I am going to posit right off the bat that American mass transit is irrevocably broken. I’m not pointing any fingers at anyone or any political party when I say that. It is quickly becoming fact. The other thing I am going to put forth is that the car culture that we know now is basically heading in the same direction and we need to get more people to drive less, for a number of reasons.

When you look at the population and its mass transit ridership there is one group that really is not doing more riding and that’s the middle class/business class. There’s probably two really good reasons for this: a) the train or the bus never goes to where they need to go and b) the bus is certainly not as nice and comfy as their car. I don’t blame them. If I had a Lexus, I’d certainly take that over the current buses.

With the cash strapped municipalities unable to add more bus lines or upgrade the buses to a more posh level, it is really time for the private sector to step up as there is money to be made. Take, for example, Bauer’s Limousine Service, and their Wi-Drive system, that caters to the white collars in Palo Alto. They have found a way to get the well-off to ride and probably make a profit at it.

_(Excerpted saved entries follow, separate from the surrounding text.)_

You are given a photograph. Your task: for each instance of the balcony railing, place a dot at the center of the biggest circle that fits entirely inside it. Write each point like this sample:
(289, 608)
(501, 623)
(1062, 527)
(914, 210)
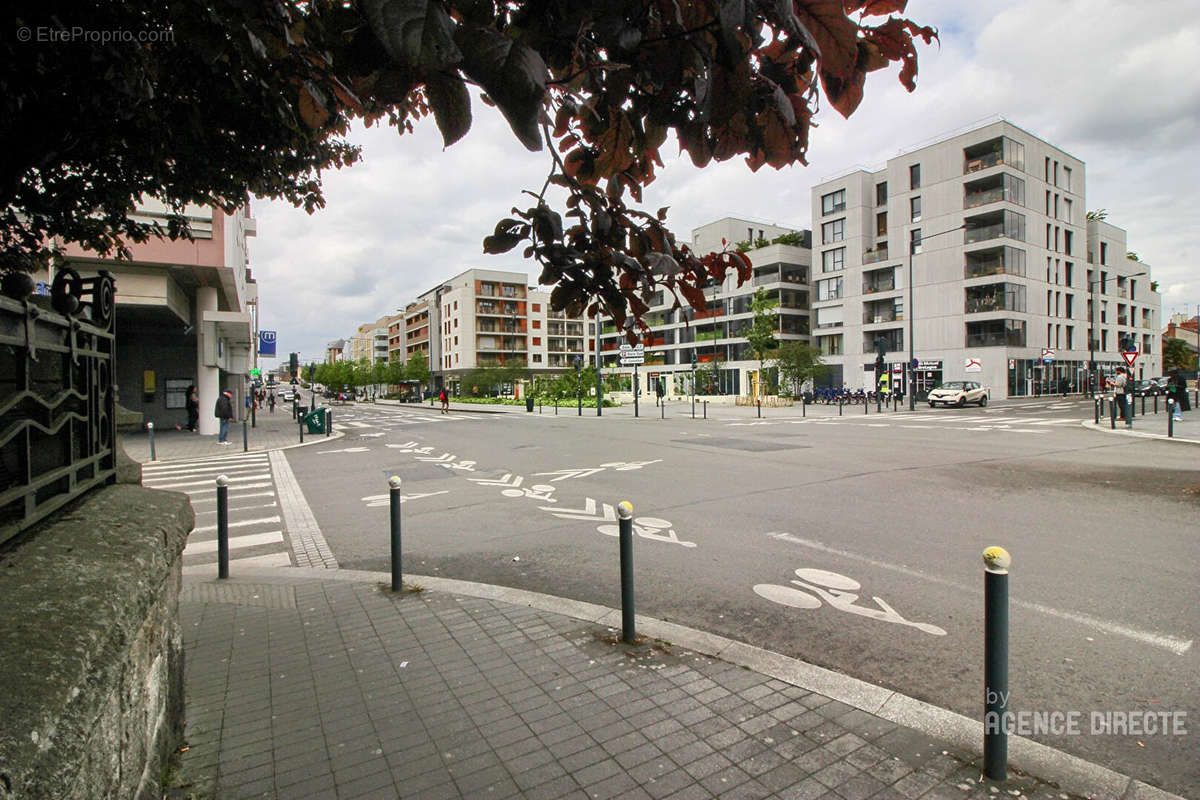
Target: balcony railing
(875, 254)
(975, 199)
(987, 160)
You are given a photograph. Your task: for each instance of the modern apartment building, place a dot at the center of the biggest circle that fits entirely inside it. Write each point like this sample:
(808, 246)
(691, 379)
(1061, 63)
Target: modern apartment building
(781, 259)
(184, 313)
(975, 257)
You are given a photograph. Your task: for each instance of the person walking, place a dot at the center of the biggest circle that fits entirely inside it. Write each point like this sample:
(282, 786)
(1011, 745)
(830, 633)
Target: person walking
(223, 411)
(1177, 390)
(193, 408)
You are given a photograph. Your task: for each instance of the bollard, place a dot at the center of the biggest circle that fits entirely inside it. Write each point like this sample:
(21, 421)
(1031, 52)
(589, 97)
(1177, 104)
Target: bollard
(222, 527)
(625, 525)
(995, 654)
(395, 500)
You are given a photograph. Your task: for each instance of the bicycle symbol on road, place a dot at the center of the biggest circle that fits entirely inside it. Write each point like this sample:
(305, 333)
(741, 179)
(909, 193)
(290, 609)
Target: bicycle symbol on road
(840, 593)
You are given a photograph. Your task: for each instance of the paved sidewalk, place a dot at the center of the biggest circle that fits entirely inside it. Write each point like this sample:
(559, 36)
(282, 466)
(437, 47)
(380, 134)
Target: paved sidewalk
(270, 432)
(323, 684)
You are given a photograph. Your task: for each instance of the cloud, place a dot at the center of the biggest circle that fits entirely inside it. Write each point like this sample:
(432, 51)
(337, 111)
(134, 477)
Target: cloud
(1110, 82)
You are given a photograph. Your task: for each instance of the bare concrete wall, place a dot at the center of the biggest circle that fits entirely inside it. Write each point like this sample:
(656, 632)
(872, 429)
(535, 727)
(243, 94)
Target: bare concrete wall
(90, 648)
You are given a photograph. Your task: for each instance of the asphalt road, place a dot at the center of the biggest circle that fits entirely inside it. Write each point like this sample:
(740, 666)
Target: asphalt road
(767, 530)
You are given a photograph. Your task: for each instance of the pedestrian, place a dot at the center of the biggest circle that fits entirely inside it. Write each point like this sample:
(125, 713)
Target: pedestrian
(223, 411)
(1179, 392)
(1120, 384)
(193, 408)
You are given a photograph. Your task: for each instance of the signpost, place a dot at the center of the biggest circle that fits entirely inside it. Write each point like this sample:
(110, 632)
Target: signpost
(633, 355)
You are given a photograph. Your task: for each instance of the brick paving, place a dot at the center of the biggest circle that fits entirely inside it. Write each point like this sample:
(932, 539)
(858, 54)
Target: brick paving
(340, 689)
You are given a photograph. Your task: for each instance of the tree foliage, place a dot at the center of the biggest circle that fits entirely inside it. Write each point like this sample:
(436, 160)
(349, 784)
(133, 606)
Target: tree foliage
(798, 362)
(256, 98)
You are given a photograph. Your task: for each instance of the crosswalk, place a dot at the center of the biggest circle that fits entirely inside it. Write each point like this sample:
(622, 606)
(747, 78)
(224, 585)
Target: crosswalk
(256, 523)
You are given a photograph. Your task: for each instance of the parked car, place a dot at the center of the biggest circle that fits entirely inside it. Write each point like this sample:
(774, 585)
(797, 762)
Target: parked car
(959, 392)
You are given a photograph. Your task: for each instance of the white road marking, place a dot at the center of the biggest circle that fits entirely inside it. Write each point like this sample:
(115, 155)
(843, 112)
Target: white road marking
(1173, 643)
(251, 540)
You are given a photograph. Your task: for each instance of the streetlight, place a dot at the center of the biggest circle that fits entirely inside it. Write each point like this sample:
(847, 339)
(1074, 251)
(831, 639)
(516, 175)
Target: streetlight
(912, 292)
(1091, 342)
(579, 384)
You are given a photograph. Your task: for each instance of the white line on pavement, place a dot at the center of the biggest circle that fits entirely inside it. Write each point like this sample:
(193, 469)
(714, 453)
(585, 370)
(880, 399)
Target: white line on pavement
(1175, 644)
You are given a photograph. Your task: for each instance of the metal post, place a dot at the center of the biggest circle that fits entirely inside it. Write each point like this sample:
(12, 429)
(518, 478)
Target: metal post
(625, 525)
(635, 391)
(395, 500)
(995, 654)
(222, 527)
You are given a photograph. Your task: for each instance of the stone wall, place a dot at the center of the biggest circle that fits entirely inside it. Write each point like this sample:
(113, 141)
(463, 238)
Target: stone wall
(90, 648)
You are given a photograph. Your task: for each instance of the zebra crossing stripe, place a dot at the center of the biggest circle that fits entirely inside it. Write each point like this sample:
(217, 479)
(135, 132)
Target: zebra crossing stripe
(235, 542)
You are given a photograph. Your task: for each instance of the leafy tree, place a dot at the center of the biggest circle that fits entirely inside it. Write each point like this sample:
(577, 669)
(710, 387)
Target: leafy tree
(257, 97)
(798, 362)
(760, 334)
(1177, 355)
(418, 367)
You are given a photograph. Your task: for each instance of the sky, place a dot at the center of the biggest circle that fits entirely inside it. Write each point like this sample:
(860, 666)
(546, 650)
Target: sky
(1114, 83)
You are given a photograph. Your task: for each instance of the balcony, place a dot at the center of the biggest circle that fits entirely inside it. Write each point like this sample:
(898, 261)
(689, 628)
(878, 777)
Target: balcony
(873, 254)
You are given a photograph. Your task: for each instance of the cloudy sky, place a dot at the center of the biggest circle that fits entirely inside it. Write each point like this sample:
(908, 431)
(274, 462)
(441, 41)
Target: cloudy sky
(1114, 83)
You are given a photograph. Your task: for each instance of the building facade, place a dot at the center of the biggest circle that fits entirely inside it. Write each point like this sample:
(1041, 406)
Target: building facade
(781, 259)
(183, 314)
(973, 256)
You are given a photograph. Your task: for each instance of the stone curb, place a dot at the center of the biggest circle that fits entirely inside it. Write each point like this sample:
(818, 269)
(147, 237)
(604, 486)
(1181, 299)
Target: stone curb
(1138, 434)
(1073, 774)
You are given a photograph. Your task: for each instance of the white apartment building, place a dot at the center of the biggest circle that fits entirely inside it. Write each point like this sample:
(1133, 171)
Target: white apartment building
(678, 336)
(991, 227)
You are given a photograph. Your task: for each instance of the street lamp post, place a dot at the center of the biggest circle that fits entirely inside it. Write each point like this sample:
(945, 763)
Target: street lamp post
(912, 293)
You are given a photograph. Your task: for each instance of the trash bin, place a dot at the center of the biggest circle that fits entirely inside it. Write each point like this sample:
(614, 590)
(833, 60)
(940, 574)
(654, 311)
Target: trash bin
(316, 421)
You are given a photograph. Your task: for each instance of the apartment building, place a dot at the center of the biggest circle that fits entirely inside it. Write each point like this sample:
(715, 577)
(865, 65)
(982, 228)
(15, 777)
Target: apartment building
(184, 313)
(781, 259)
(975, 253)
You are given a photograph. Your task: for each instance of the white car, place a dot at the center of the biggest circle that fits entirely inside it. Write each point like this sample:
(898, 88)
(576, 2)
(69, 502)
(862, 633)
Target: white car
(959, 392)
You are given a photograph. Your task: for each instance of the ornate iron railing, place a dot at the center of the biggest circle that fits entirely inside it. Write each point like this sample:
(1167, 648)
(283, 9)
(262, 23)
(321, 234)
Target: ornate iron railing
(58, 427)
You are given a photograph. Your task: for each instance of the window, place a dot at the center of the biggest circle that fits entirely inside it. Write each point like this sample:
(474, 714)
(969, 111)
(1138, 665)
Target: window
(834, 230)
(833, 260)
(833, 202)
(829, 289)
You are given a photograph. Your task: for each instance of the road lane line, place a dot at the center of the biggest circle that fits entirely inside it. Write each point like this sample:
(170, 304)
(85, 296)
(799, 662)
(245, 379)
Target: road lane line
(1173, 643)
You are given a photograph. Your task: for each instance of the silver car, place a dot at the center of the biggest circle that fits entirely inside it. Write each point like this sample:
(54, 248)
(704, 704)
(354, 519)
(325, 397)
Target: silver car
(959, 392)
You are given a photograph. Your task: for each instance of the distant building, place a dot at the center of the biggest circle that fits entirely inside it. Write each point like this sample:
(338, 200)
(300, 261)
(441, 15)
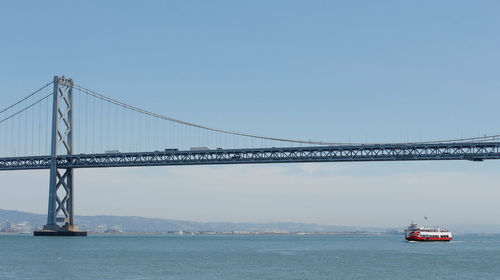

I hope that in the future, we’ll see more of this. I think that there are a number of areas where a tidy profit could be made with a similar business plan as Bauer’s while also serving the world to clean up congestion and maybe the environment.

My first thought is to create ‘commuter flights’ that would take the place of the short hop jet traffic. A similarly equipped bus with routes that travel the small distances that connecting flights take care of would be quite doable. The trick is in the price/time/comfort skewing.

Take for instance a connecting flight from St. Louis to Chicago: that air flight would take 1:15.That’s four times as fast as  driving, right? Factor in the hour check-in/TSA (if you play by the rules) and the half hour it takes to get your bag and out the terminal door and now you’re only two hours apart in time.   A direct shot bus with no stops, like Mega Bus should make the trip in 5:30. A bus would have no doubt more comfy seating, free wi-fi, the same laughable bathroom, at two-thirds the price. Ideally, this bus would make drop offs and pickups at the airports, fitting it in with the current transportation system. I’d think that six hours is probably the max where this trade-off would be considered workable.

The more interesting puzzle to solve is the ‘last mile’ issue of mass transit. While you can get people to park at the park and ride lot, they won’t do it because the bus doesn’t go directly to their destination. People would be happy to NOT sit in gridlock on an arterial but they don’t want to be dropped off six blocks from work. The added difficulty is that a lot of commuting is to office parks in the suburbs where there might be a half mile or more to each campus. I’m not sure what the answer here is. Companies hiring out buses or perhaps hiring a bus for the short trip from campus to drop off point? Perhaps it could be a system of two buses: a long haul and a short haul to get to final destinations.

The whole trick of the thing is that private ventures, once they get involved (or see profitability in a venture) they will be able to offer the amenities that a larger percentage of the driving populace can get behind, then mass transit will finally have the mass appeal we’re looking for  – well in my humble opinion.

*P.s. anyone who takes this plan and runs with, it gimme some free rides!